Op 28 september 2020 heeft [werknemer] stukken van dossier [dossier A] naar haar privé mailadres gestuurd. [werkgever] heeft een uitdraai van het softwaresysteem Kleos overgelegd waarop te zien is dat [werknemer] die dag ook een groot aantal documenten/dossiers heeft geopend.
2.6.
Bij e-mail van 13 oktober 2020 heeft de secretaresse van [werkgever] [werknemer] gevraagd om al haar dossiers te controleren en per dossier aan te geven of er uit gedeclareerd en gearchiveerd kan worden. [werknemer] heeft diezelfde dag de gevraagde informatie aan de secretaresse gemaild.
2.7.
Vervolgens (ook op 13 oktober 2020) heeft [bestuurder 1] aan [werknemer] (en haar collega’s) geschreven: ‘
Tot mijn verbazing constateerde ik dat jij (met collega’s) dossiers van ons kantoor aan het kopiëren bent, terwijl wij allen weten dat er plannen bestaan waarin jij en anderen de praktijk elders willen voortzetten.
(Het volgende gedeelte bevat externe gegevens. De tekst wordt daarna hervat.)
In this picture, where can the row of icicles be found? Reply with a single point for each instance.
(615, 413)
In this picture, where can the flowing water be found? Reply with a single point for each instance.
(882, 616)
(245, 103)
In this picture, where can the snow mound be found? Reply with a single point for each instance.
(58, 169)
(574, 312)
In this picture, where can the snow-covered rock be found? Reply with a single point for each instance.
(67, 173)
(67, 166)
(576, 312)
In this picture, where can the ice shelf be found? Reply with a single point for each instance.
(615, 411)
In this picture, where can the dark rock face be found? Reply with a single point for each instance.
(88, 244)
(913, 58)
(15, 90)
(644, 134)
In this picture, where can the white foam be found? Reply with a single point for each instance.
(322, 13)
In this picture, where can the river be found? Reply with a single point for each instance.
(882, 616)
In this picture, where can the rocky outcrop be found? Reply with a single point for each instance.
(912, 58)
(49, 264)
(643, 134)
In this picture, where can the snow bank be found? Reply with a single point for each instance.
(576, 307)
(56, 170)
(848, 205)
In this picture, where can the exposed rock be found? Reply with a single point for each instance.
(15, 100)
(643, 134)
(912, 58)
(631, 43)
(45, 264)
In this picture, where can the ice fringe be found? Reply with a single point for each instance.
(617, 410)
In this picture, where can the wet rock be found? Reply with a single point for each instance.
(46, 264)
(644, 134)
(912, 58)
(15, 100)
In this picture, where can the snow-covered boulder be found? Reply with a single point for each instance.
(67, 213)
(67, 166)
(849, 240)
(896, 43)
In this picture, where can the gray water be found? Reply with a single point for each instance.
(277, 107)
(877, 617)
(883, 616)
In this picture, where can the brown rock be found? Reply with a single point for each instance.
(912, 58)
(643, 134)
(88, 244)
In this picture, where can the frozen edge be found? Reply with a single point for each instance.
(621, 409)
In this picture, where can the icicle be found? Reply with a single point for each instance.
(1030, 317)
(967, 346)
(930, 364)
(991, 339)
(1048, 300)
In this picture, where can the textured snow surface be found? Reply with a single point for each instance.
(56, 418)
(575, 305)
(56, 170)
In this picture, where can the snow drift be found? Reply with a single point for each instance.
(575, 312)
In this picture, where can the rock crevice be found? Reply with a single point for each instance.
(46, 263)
Het hoeft nauwelijks betoog dat dit in meerdere opzichten zowel wanprestatie als onrechtmatig handelen impliceert’. [werknemer] is gesommeerd het kopiëren onmiddellijk te staken. [bestuurder 1] is vervolgens boos de werkkamer van [collega 1] binnengelopen en is [collega 1] te lijf gegaan.
2.8.
Bij e-mail van 14 oktober 2020 heeft [werknemer] [bestuurder 1] laten weten dat zij zich van geen kwaad bewust is en daarom niet aan zijn verzoek kan voldoen.
2.9.
Op 7 november 2020 heeft [werknemer] vanaf haar [werkgever] e-mailadres gemaild met een designbureau over een logo voor haar eigen advocatenkantoor in [plaats] : [kantoor] (waarbij [aanduiding 1] staat voor [collega 3] , [aanduiding 2] voor [collega 1] en [aanduiding 3] voor [werknemer] ).
2.10.
Op 16 november 2020 heeft [werkgever] [werknemer] geconfronteerd met een aantal ontdekkingen dat zij had gedaan. Nadat [werknemer] hierop een reactie heeft gegeven, is zij op staande voet op staande voet ontslagen.
2.11.
Bij e-mail van 2 december 2020 heeft [werknemer] [werkgever] laten weten dat zij haar eigen kantoor is gestart en heeft zij gevraagd 33 dossiers te verstrekken van cliënten die hebben gevraagd of [werknemer] hun belangen kan blijven behartigen. [werkgever] heeft (na bemiddeling door de Deken) meerdere dossiers aan [werknemer] verstrekt.
2.12.
In de daarop volgende periode hebben [werkgever] en [werknemer] onderhandeld over een minnelijke regeling. Dat heeft niet tot overeenstemming geleid, omdat [werkgever] een bedrag van € 80.000,- van [werknemer] wilde ontvangen voor onderhanden werk en het meenemen van dossiers, terwijl [werknemer] uitsluitend het onderhanden werk naar rato wilde verrekenen.
2.13.
Nadat [werknemer] zich op 21 december 2020 bij de Deken van de Orde van Advocaten (hierna: de Deken) over [werkgever] had beklaagd, heeft [werkgever] nog een aantal dossiers aan [werknemer] overgedragen.
2.14.
[collega 2] , [collega 1] en [collega 3] hebben zich begin 2021 bij [kantoor] aangesloten.
2.15.
[werknemer] heeft e-mails en whatsappberichten (gedateerd in december 2020) van 12 cliënten overgelegd, waarin zij haar vragen hen te blijven bijstaan in lopende strafzaken.
2.16.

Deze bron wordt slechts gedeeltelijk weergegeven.